Jornal do Brasil Site: Jornal do Brasil
Data: Quarta-feira, 18 de janeiro de 2012
Hora: 23h23
Seção: País
Autor: Maria Clara Bingemer
Fonte: ___
Fotos: ___
De volta!
19/01/2012
Lembro-me quando, em 1980, havia comoção na sociedade e na Igreja brasileiras com a expulsão do padre Vito Miracapillo, impedido de continuar no Brasil e forçado a voltar à Itália, país onde nasceu e onde respondeu à sua vocação sacerdotal. Recordo-me bem igualmente do motivo: a recusa em celebrar missa no dia 7 de Setembro pela independência do Brasil.

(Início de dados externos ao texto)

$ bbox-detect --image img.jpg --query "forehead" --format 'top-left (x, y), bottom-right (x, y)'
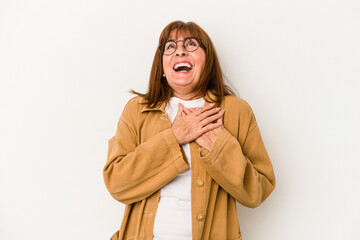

Padre Vito Miracapillo declarou não poder celebrar a missa, pois o país não era independente e, portanto, não se podia envolver a celebração da Eucaristia em algo que era, na verdade, uma farsa. A missa, uma celebração de ação de graças pela Independência do Brasil – prevista para acontecer no dia 7 de setembro de 1980, às 10 horas, na matriz de Sant’Ana, em Ribeirão, Pernambuco, não foi celebrada.
Para o pároco, diante da importância da data 7 de setembro e da autoridade do Poder Executivo, não celebrar as missas nos horários e condições estabelecidas pelo poder público municipal seria mostrar não apenas a insatisfação com a real situação em que se encontrava a sua comunidade mas, também, a afirmação da liberdade da Igreja e de sua ação pastoral.
Imediatamente, aconteceu a reação indignada dos que a organizavam e a ela compareceriam. O Diário de Pernambuco publicou matéria narrando a indignação gerada pela recusa do padre. E acrescentava uma nota explícita: “O parlamentar, deputado estadual Severino Cavalcanti (PDS), fez um apelo, através da Assembleia Legislativa, ao ministro da Justiça, para que seja apurada a atitude antipatriótica do sacerdote católico e, com base nos artigos do Estatuto dos Estrangeiros, cuja transgressão é punida com a expulsão do país, seja punido este mau sacerdote que está fazendo um péssimo serviço à Igreja, à família e ao Estado, provocando distúrbios da ordem pública em Ribeirão“. O Ministério da Justiça atendeu solícito e diligente à requisição do deputado. Tinha em mãos munição suficiente para tal. A recusa explícita do padre de aceitar as imposições do governo municipal, e ainda uma carta por ele enviada aos poderes Executivo e Legislativo, que serviria de documento probatório e de base fundamental para justificar sua expulsão do país. Nela, o padre Vito explicava que não celebraria a missa “por vários motivos, entre os quais a não efetiva independência do povo, reduzido à condição de pedinte e desamparado em seus direitos“.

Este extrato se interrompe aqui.